Dress to impress
Fifty years ago the pant-suit was a symbol of female emancipation. In the eighties power women stood padded shoulder to shoulder with men in companies. But times have changed. We certainly have shattered the glass ceiling to smithereens since then. And as a business owner you are not battling a masculine workplace anyway.
So, do it your way.
Represent your brand and personality when dressing for work.
It is an opportunity to tell and sell more than you ever could with the best marketing campaign. In case you’re in doubt: rather overdress than underdress.

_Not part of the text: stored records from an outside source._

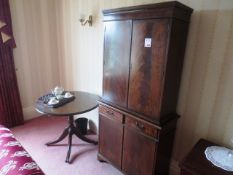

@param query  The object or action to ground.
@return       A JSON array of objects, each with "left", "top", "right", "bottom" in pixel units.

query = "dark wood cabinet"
[
  {"left": 103, "top": 20, "right": 132, "bottom": 107},
  {"left": 99, "top": 106, "right": 123, "bottom": 169},
  {"left": 128, "top": 19, "right": 169, "bottom": 120},
  {"left": 122, "top": 118, "right": 158, "bottom": 175},
  {"left": 98, "top": 1, "right": 192, "bottom": 175}
]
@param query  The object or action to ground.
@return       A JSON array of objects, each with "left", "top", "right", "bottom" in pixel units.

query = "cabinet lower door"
[
  {"left": 99, "top": 115, "right": 123, "bottom": 169},
  {"left": 122, "top": 126, "right": 157, "bottom": 175}
]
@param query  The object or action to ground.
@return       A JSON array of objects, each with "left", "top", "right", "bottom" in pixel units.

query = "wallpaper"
[{"left": 11, "top": 0, "right": 233, "bottom": 174}]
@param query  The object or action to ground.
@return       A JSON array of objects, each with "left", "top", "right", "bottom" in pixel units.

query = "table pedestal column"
[{"left": 46, "top": 115, "right": 98, "bottom": 163}]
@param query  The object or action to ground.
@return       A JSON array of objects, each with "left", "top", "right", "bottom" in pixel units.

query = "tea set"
[{"left": 48, "top": 86, "right": 73, "bottom": 105}]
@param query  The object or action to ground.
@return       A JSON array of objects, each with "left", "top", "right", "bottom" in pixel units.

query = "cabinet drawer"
[
  {"left": 125, "top": 117, "right": 159, "bottom": 139},
  {"left": 99, "top": 105, "right": 123, "bottom": 123}
]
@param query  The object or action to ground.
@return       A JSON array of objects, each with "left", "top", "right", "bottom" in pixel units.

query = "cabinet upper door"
[
  {"left": 128, "top": 19, "right": 169, "bottom": 121},
  {"left": 103, "top": 20, "right": 132, "bottom": 107}
]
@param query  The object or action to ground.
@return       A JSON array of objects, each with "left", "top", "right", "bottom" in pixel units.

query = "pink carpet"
[{"left": 11, "top": 116, "right": 121, "bottom": 175}]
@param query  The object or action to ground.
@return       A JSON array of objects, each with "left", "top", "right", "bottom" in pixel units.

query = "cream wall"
[
  {"left": 10, "top": 0, "right": 60, "bottom": 119},
  {"left": 11, "top": 0, "right": 233, "bottom": 174}
]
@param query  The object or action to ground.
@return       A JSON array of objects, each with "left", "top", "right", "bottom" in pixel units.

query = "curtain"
[{"left": 0, "top": 0, "right": 24, "bottom": 127}]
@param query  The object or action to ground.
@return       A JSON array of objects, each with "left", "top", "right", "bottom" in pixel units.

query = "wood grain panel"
[
  {"left": 122, "top": 126, "right": 157, "bottom": 175},
  {"left": 103, "top": 20, "right": 132, "bottom": 107},
  {"left": 99, "top": 115, "right": 123, "bottom": 169},
  {"left": 128, "top": 19, "right": 169, "bottom": 120}
]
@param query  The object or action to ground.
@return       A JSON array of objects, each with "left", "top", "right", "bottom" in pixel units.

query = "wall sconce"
[{"left": 79, "top": 15, "right": 92, "bottom": 26}]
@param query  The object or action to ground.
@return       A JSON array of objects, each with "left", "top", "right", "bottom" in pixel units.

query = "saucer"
[
  {"left": 63, "top": 93, "right": 74, "bottom": 98},
  {"left": 48, "top": 100, "right": 59, "bottom": 105},
  {"left": 64, "top": 94, "right": 73, "bottom": 98}
]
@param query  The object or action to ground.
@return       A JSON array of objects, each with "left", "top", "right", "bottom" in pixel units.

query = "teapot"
[{"left": 53, "top": 86, "right": 64, "bottom": 96}]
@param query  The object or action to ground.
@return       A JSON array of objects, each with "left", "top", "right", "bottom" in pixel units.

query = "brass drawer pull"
[{"left": 136, "top": 122, "right": 145, "bottom": 130}]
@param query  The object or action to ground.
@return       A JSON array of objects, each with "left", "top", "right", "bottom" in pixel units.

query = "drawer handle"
[
  {"left": 136, "top": 122, "right": 145, "bottom": 130},
  {"left": 106, "top": 111, "right": 114, "bottom": 115}
]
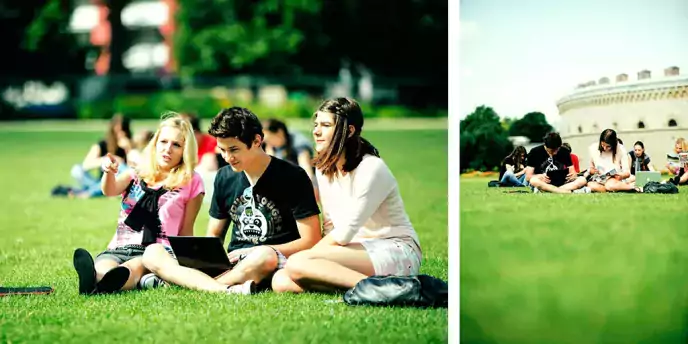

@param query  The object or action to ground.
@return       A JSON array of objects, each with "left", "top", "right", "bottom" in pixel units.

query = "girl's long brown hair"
[{"left": 313, "top": 98, "right": 380, "bottom": 180}]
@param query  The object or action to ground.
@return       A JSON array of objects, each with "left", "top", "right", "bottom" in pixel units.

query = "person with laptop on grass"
[
  {"left": 273, "top": 98, "right": 422, "bottom": 293},
  {"left": 585, "top": 129, "right": 640, "bottom": 192},
  {"left": 526, "top": 132, "right": 590, "bottom": 194},
  {"left": 143, "top": 107, "right": 321, "bottom": 294},
  {"left": 74, "top": 114, "right": 204, "bottom": 295}
]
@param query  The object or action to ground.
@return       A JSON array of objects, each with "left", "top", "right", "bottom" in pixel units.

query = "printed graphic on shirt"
[
  {"left": 540, "top": 156, "right": 564, "bottom": 173},
  {"left": 230, "top": 187, "right": 282, "bottom": 245}
]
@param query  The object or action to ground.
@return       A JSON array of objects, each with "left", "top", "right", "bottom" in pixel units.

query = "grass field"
[
  {"left": 460, "top": 178, "right": 688, "bottom": 343},
  {"left": 0, "top": 124, "right": 448, "bottom": 343}
]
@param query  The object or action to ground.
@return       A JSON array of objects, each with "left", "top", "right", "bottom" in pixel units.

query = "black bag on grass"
[
  {"left": 344, "top": 275, "right": 448, "bottom": 308},
  {"left": 487, "top": 180, "right": 502, "bottom": 188},
  {"left": 643, "top": 182, "right": 678, "bottom": 194}
]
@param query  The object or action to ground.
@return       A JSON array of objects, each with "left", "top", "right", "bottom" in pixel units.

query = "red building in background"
[{"left": 70, "top": 0, "right": 178, "bottom": 75}]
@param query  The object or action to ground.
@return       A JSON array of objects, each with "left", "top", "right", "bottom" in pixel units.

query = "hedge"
[{"left": 76, "top": 91, "right": 447, "bottom": 119}]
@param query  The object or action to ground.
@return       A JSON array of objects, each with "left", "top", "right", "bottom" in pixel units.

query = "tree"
[
  {"left": 459, "top": 105, "right": 513, "bottom": 171},
  {"left": 174, "top": 0, "right": 325, "bottom": 76},
  {"left": 509, "top": 112, "right": 554, "bottom": 142},
  {"left": 501, "top": 117, "right": 516, "bottom": 131},
  {"left": 0, "top": 0, "right": 85, "bottom": 80}
]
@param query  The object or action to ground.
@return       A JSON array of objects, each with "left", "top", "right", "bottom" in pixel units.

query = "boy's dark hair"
[
  {"left": 184, "top": 112, "right": 201, "bottom": 132},
  {"left": 264, "top": 118, "right": 299, "bottom": 163},
  {"left": 313, "top": 98, "right": 380, "bottom": 180},
  {"left": 542, "top": 131, "right": 561, "bottom": 149},
  {"left": 208, "top": 106, "right": 263, "bottom": 148}
]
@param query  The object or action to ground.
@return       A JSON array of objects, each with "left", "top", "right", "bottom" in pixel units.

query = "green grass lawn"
[
  {"left": 460, "top": 178, "right": 688, "bottom": 343},
  {"left": 0, "top": 124, "right": 448, "bottom": 343}
]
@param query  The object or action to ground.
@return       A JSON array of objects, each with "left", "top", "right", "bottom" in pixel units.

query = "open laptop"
[
  {"left": 635, "top": 171, "right": 662, "bottom": 187},
  {"left": 547, "top": 169, "right": 569, "bottom": 186},
  {"left": 167, "top": 236, "right": 234, "bottom": 277}
]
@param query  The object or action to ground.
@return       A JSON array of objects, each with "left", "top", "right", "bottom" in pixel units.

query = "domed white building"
[{"left": 557, "top": 67, "right": 688, "bottom": 170}]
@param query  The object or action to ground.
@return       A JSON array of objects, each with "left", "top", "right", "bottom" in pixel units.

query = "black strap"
[{"left": 124, "top": 180, "right": 168, "bottom": 246}]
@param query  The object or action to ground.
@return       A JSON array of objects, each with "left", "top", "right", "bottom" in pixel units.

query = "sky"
[{"left": 460, "top": 0, "right": 688, "bottom": 124}]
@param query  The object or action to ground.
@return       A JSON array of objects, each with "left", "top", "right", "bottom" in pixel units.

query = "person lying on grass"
[
  {"left": 143, "top": 107, "right": 321, "bottom": 295},
  {"left": 526, "top": 132, "right": 588, "bottom": 194},
  {"left": 273, "top": 98, "right": 421, "bottom": 293},
  {"left": 585, "top": 129, "right": 640, "bottom": 192},
  {"left": 74, "top": 114, "right": 204, "bottom": 294}
]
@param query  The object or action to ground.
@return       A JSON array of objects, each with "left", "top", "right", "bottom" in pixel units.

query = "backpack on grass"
[{"left": 344, "top": 275, "right": 448, "bottom": 308}]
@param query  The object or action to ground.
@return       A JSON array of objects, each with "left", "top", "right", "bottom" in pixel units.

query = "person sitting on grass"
[
  {"left": 526, "top": 132, "right": 589, "bottom": 194},
  {"left": 628, "top": 141, "right": 655, "bottom": 183},
  {"left": 669, "top": 163, "right": 688, "bottom": 185},
  {"left": 499, "top": 146, "right": 526, "bottom": 186},
  {"left": 561, "top": 142, "right": 580, "bottom": 173},
  {"left": 74, "top": 115, "right": 204, "bottom": 294},
  {"left": 263, "top": 118, "right": 319, "bottom": 200},
  {"left": 273, "top": 98, "right": 422, "bottom": 293},
  {"left": 52, "top": 114, "right": 131, "bottom": 198},
  {"left": 127, "top": 130, "right": 155, "bottom": 168},
  {"left": 143, "top": 107, "right": 321, "bottom": 295},
  {"left": 666, "top": 137, "right": 688, "bottom": 176},
  {"left": 585, "top": 129, "right": 639, "bottom": 192}
]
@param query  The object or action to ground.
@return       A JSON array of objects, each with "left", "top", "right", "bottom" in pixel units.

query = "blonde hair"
[
  {"left": 137, "top": 112, "right": 198, "bottom": 190},
  {"left": 675, "top": 137, "right": 688, "bottom": 153}
]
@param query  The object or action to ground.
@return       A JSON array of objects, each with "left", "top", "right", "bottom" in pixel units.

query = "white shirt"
[
  {"left": 588, "top": 143, "right": 631, "bottom": 174},
  {"left": 316, "top": 155, "right": 420, "bottom": 247}
]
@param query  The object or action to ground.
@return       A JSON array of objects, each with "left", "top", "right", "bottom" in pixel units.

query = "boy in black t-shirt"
[
  {"left": 144, "top": 107, "right": 321, "bottom": 294},
  {"left": 526, "top": 132, "right": 589, "bottom": 194}
]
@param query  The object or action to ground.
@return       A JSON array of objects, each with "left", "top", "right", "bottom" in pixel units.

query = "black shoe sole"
[
  {"left": 96, "top": 266, "right": 130, "bottom": 294},
  {"left": 73, "top": 248, "right": 96, "bottom": 295}
]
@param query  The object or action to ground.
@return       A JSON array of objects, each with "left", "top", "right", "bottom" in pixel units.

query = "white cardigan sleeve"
[{"left": 329, "top": 157, "right": 396, "bottom": 245}]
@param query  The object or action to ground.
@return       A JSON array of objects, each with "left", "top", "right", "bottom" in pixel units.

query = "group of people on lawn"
[
  {"left": 500, "top": 129, "right": 688, "bottom": 194},
  {"left": 73, "top": 98, "right": 422, "bottom": 295}
]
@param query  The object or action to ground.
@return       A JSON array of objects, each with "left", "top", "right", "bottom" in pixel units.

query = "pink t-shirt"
[{"left": 108, "top": 170, "right": 205, "bottom": 250}]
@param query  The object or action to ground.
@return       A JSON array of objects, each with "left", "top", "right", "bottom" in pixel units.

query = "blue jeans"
[{"left": 499, "top": 171, "right": 526, "bottom": 186}]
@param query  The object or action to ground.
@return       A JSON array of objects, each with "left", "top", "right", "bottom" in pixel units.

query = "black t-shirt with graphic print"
[
  {"left": 528, "top": 145, "right": 573, "bottom": 174},
  {"left": 210, "top": 158, "right": 320, "bottom": 252},
  {"left": 628, "top": 151, "right": 650, "bottom": 175}
]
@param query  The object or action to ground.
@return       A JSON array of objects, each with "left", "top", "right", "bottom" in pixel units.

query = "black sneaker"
[
  {"left": 74, "top": 248, "right": 96, "bottom": 295},
  {"left": 96, "top": 265, "right": 130, "bottom": 294}
]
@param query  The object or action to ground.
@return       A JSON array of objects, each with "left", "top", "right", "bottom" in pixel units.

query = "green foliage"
[
  {"left": 77, "top": 90, "right": 440, "bottom": 119},
  {"left": 459, "top": 105, "right": 513, "bottom": 171},
  {"left": 509, "top": 112, "right": 554, "bottom": 142},
  {"left": 174, "top": 0, "right": 321, "bottom": 77},
  {"left": 0, "top": 129, "right": 448, "bottom": 343}
]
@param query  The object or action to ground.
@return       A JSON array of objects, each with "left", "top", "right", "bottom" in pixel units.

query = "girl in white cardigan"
[
  {"left": 586, "top": 129, "right": 638, "bottom": 192},
  {"left": 273, "top": 98, "right": 421, "bottom": 292}
]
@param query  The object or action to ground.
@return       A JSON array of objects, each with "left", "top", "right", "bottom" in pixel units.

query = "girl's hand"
[{"left": 101, "top": 153, "right": 119, "bottom": 174}]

Too relaxed and casual attire might send the wrong message.
Black, grey and dark blue, the all time favourites to look reliable, are an option. But not always necessary. Chancelor Angela Merkel of Germany frequently dresses in cheerful red and soft apricot. Hillary Clinton regularly settles for unusual oranges and yellows. You bet: these tough cookies are taken seriously.
Research proves that people only need 30 seconds to determine a first impression of you. In 90 seconds their opinion is formed. And, even after an hour’s conversation they tend to stick to that same opinion. In all initial contact – body language, tone of voice and what you are saying prove to be decisive – but ‘dressing to impress’ definitely has the most impact. But then, what dress?
Should you play the pant-suit game when meeting a new client because you want to be taken seriously and exhibit confidence? Or do you wear the floral, cool and pretty dress that you are comfortable in?
In your experience does the way you dress make a difference in business?